Artists and Climate Change is a blog that tracks artistic responses from all disciplines to the problem of climate change. It is both a study about what is being done, and a resource for anyone interested in the subject. Art has the power to reframe the conversation about our environmental crisis so it is inclusive, constructive, and conducive to action.

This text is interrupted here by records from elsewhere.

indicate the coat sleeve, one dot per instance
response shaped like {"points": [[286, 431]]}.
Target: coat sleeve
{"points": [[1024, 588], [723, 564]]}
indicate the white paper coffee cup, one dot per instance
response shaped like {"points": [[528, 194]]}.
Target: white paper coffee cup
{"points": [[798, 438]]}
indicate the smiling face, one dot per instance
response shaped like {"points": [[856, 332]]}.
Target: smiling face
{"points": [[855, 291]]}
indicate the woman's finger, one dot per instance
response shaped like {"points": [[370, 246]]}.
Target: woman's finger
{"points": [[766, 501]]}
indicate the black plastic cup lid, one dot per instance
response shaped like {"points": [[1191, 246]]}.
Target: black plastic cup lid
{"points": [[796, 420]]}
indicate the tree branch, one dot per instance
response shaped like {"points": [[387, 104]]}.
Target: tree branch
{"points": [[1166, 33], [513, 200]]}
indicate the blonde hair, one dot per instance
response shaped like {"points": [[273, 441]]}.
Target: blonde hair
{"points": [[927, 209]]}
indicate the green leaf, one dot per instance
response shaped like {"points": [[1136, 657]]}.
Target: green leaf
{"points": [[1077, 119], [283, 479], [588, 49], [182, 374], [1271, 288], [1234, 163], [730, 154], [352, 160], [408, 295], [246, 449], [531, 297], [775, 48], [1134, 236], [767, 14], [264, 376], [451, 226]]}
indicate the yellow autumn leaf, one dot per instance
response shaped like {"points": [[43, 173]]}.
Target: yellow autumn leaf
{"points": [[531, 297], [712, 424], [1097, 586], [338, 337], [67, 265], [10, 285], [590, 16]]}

Art can, and should, shape our values and behavior so we are better equipped to face the formidable challenge in front of us.

Go to the Artists and Climate Change Blog

Ethical Making Resource Launched

This post comes from Creative Carbon Scotland

Fairtrade, Fairmined and Sustainable

The Incorporation of Goldsmiths have just launched their Ethical Making Resource: a website dedicated to the social, economic and environmental sustainability dimensions of jewelry design and making.

www.ethicalmaking.org

The Incorporation of Goldsmiths has created the Ethical Making Resource in the interest of helping jewellery and silversmithing community of makers to access information which supports their ambitions towards ethical making.

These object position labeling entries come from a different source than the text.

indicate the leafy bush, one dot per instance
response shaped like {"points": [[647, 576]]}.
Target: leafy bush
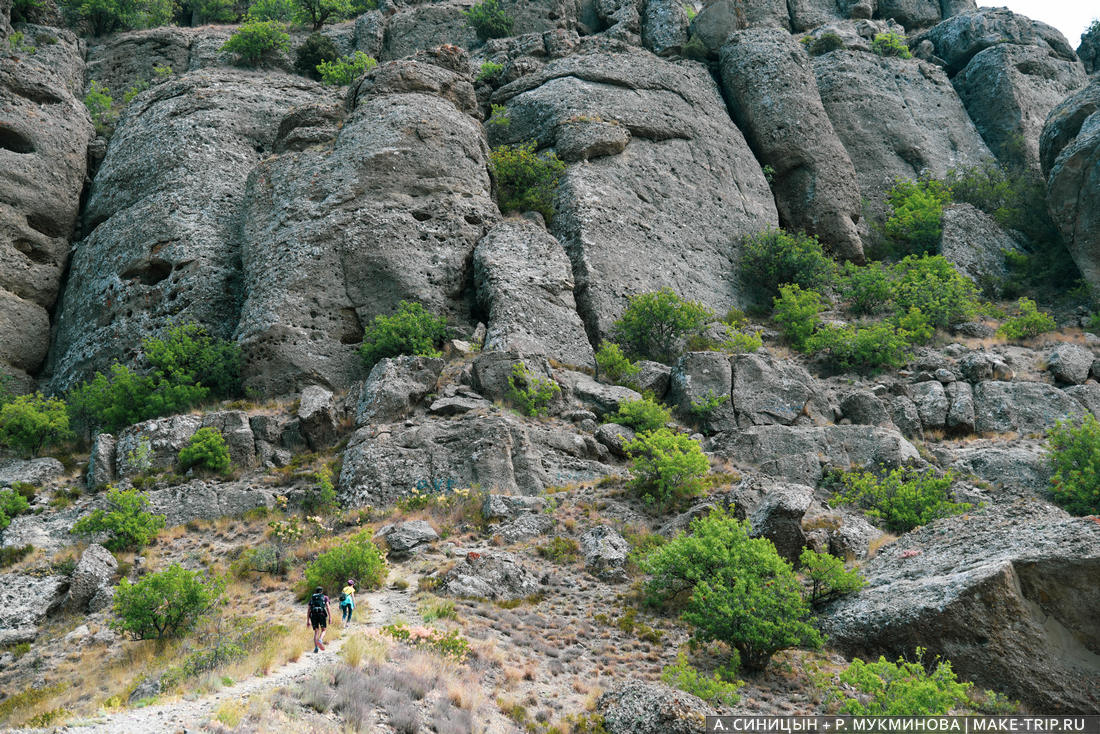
{"points": [[316, 50], [644, 415], [355, 558], [131, 526], [773, 258], [206, 450], [796, 313], [828, 579], [527, 181], [490, 20], [167, 603], [30, 423], [899, 689], [614, 365], [1027, 322], [256, 40], [891, 44], [411, 330], [530, 394], [902, 499], [345, 69], [719, 689], [933, 285], [738, 590], [1075, 460], [666, 467], [656, 325], [916, 218]]}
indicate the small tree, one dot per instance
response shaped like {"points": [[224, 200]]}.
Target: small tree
{"points": [[735, 589], [130, 525], [165, 604], [656, 325], [30, 423]]}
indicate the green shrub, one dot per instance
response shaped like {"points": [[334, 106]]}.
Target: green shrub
{"points": [[131, 526], [257, 40], [719, 689], [796, 313], [30, 423], [656, 325], [773, 258], [411, 330], [206, 450], [526, 181], [345, 69], [916, 216], [167, 603], [644, 415], [315, 50], [1075, 461], [666, 467], [100, 107], [530, 394], [738, 590], [899, 689], [613, 364], [490, 20], [933, 285], [902, 499], [1027, 322], [355, 558], [828, 578], [891, 44]]}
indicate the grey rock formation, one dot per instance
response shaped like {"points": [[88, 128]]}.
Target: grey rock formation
{"points": [[163, 216], [94, 571], [927, 131], [395, 386], [337, 236], [1022, 407], [44, 137], [769, 83], [1009, 89], [1069, 149], [525, 283], [626, 220], [636, 707], [491, 574], [605, 552], [1004, 593]]}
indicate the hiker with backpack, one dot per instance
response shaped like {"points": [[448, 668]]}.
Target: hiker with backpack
{"points": [[348, 601], [317, 616]]}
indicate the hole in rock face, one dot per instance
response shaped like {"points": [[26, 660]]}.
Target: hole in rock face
{"points": [[13, 140]]}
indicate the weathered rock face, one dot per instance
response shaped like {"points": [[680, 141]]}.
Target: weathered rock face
{"points": [[927, 129], [1009, 90], [333, 238], [1005, 594], [634, 221], [525, 282], [163, 216], [769, 83], [44, 135], [1069, 149]]}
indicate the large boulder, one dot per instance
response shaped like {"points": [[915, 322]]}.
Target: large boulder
{"points": [[1007, 594], [44, 135], [163, 215], [525, 283], [633, 221], [1070, 155], [925, 131], [391, 210], [769, 83]]}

Previous research had found the pre-existing information unclear, difficult to locate, and sometimes dubious in origin and accuracy, and this new resource has been produced in collaboration with the sector to make it as clear, useful, truthful, concise and accessible as possible. The resource takes the form of a website covering everything from the sourcing of materials (a particular concern in the metal and gem industries, where unethical practices are rife) to sustainable studio practices which minimise chemical use and maximise resource efficiency.

At Creative Carbon Scotland, we’re thrilled that this resource is being made available to makers, especially as we know through our work with Craft Scotland and the Green Crafts Initiative that there is a big demand for this information and support from jewellers. We have supported the development of the resource in advising around the environmental sustainability dimensions of the resource.

Ethical Making Symposium

The resource was launched at the Incorporation’s second Ethical Making Symposium – one year on from the inaugural event which spurred the research and action presented at the 2018 symposium.

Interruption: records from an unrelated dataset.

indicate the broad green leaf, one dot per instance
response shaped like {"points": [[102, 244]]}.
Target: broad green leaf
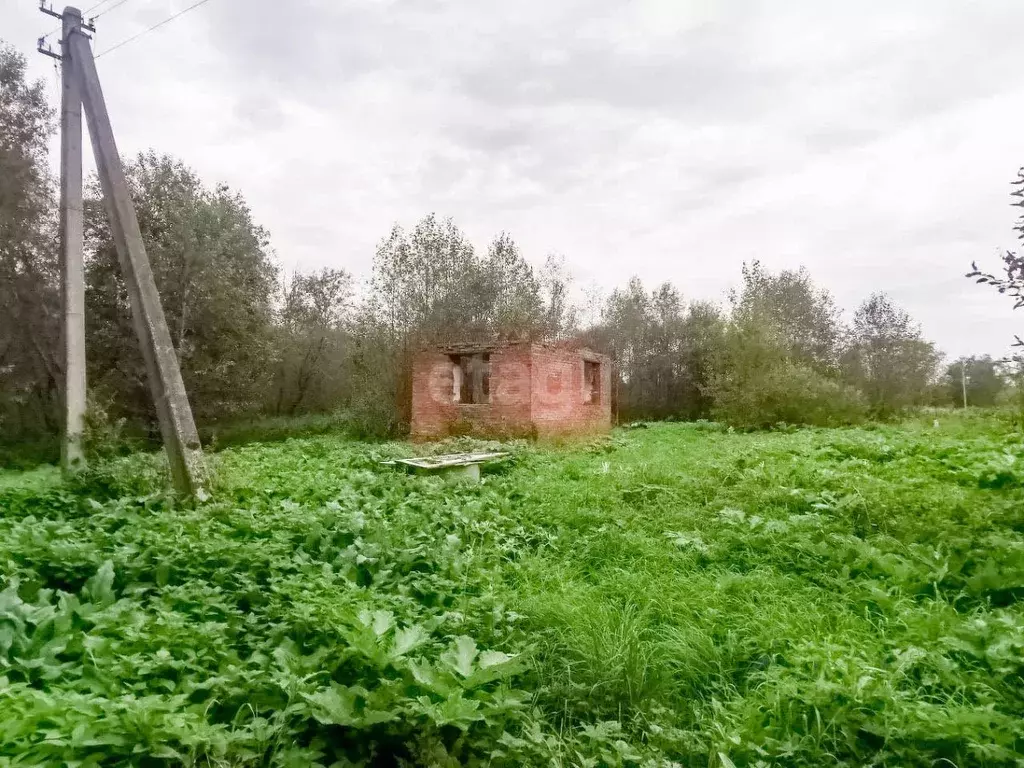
{"points": [[408, 639], [382, 622], [491, 658], [99, 588], [460, 656]]}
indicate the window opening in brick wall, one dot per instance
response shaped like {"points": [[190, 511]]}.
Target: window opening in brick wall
{"points": [[592, 381], [471, 379]]}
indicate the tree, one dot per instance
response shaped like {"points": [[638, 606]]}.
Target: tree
{"points": [[312, 341], [662, 349], [779, 354], [30, 361], [979, 376], [1012, 282], [429, 284], [888, 359], [513, 291], [212, 266], [803, 317]]}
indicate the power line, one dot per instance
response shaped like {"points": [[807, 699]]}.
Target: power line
{"points": [[156, 26], [107, 10], [85, 14]]}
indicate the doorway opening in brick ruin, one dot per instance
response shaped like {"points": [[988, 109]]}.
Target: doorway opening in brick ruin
{"points": [[592, 381], [471, 379]]}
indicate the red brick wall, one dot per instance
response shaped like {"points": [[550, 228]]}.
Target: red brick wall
{"points": [[559, 403], [535, 389], [434, 415]]}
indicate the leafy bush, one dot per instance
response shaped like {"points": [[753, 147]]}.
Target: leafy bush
{"points": [[784, 393], [675, 595]]}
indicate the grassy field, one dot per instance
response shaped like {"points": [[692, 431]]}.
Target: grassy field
{"points": [[674, 595]]}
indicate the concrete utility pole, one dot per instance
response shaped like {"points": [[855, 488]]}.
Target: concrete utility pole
{"points": [[180, 437], [72, 267], [964, 380]]}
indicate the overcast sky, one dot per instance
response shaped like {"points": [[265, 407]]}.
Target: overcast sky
{"points": [[672, 139]]}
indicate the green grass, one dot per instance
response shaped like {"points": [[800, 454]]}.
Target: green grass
{"points": [[676, 595]]}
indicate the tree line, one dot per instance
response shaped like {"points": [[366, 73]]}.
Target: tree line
{"points": [[255, 341]]}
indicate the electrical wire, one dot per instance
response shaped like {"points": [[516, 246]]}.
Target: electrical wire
{"points": [[85, 14], [105, 10], [156, 26]]}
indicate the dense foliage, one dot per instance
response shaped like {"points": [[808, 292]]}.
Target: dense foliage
{"points": [[674, 595]]}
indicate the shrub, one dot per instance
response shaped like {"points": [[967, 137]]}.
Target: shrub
{"points": [[785, 392]]}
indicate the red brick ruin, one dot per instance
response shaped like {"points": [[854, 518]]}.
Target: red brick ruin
{"points": [[510, 389]]}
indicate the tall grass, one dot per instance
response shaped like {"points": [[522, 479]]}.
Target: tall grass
{"points": [[676, 595]]}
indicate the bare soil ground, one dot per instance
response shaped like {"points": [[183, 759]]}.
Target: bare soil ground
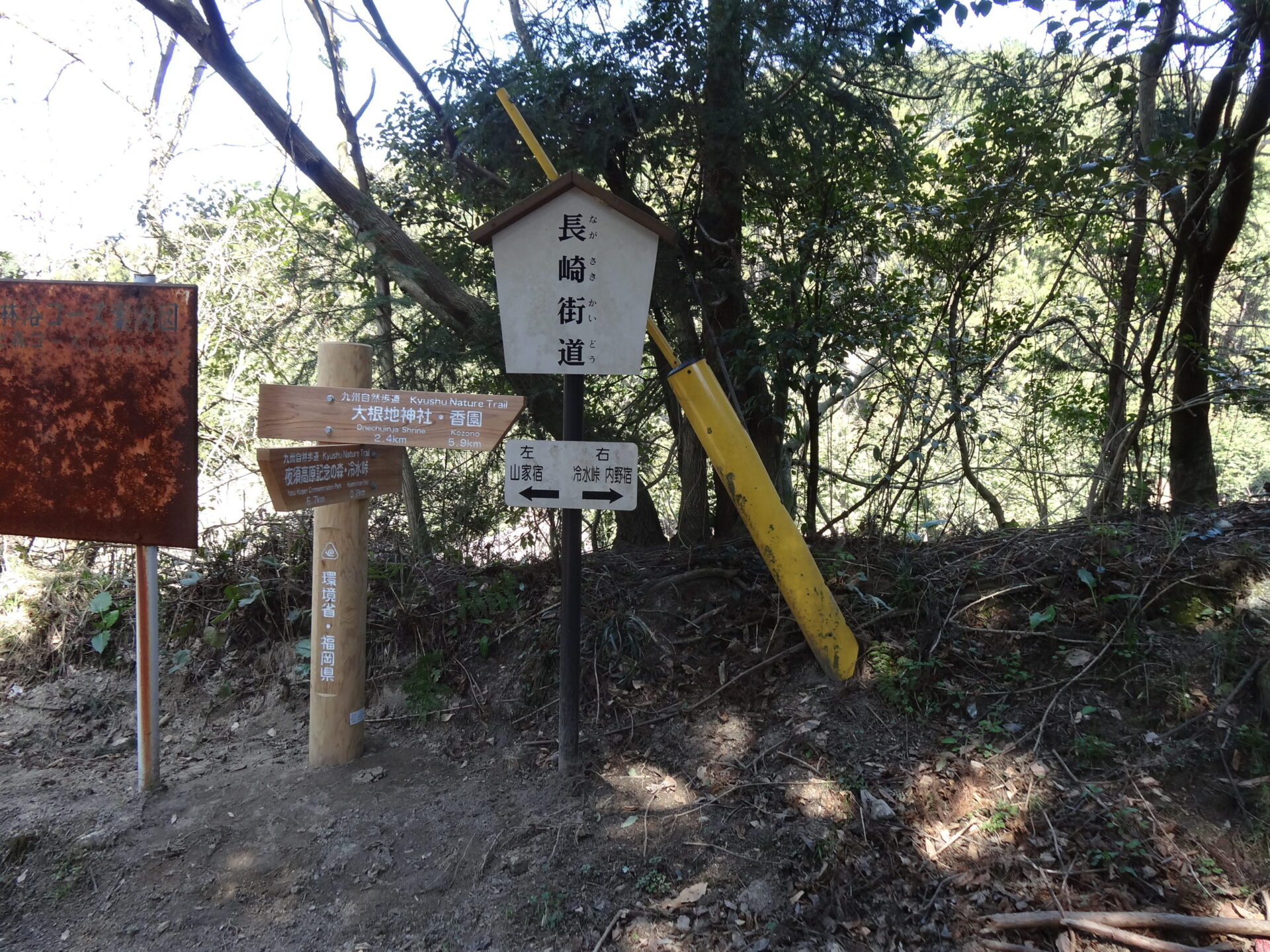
{"points": [[734, 799]]}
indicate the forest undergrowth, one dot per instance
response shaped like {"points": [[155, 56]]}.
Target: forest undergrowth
{"points": [[1064, 719]]}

Over the course of the day (held at the Out of the Blue Drill Hall – a venue member of our Green Arts Initiative, and itself committed to sustainability in its own operations) delegates heard from a range of practising makers, academics, and support organisations, including:

  • Dr Greg Valerio, MBE on how he has tried to change the ethics of the sector – from a ‘we do not do ethics’ approach, to the introduction of the Fairtrade and Fairmined standards. Greg challenged all makers to be honest and be engaged in the ethics of their practice: doing what they can in small steps to transform their part of the sector.
  • Ute Decker, Jen Cunningham and Alison MacLeod on how the issues of unethical and unsustainable production are essentially ‘man-made’ problems which can equally be solved by humans, and how makers must ensure that jewellery that is externally beautiful has not had a destructive and ugly origin. Each of the three makers spoke of the origins of their practice, with an emphasis on how small changes (like putting pressures on their suppliers, investing in tools which enabled them to recycle small amounts of metal, and launching small ranges of Fairtrade products) have transformed their approach.
  • Ian Nicholson on how his work as director of the Precious Metals Workshop and his visits to international mines have influenced his commitment to Fairtrade and Fairmined metals and spurred his ‘Going for Gold’ project, which aims to raise awareness of the issues around artisanal gold mining.
  • Dr Peter Oakley on the complex issue of recycled silver (a material that has traditionally been a by-product of other metal-mining industries, and which has a majority industrial rather than jewellery use) and the role of education and academic research in this field.
  • Jane Barnett and Theodora Panayides on how consultancy organisation Levin Sources is working on responsible sources and mining practices, how such material sourcing is often a long journey, and how ultimately ethics are subjective so each maker should define their own approach.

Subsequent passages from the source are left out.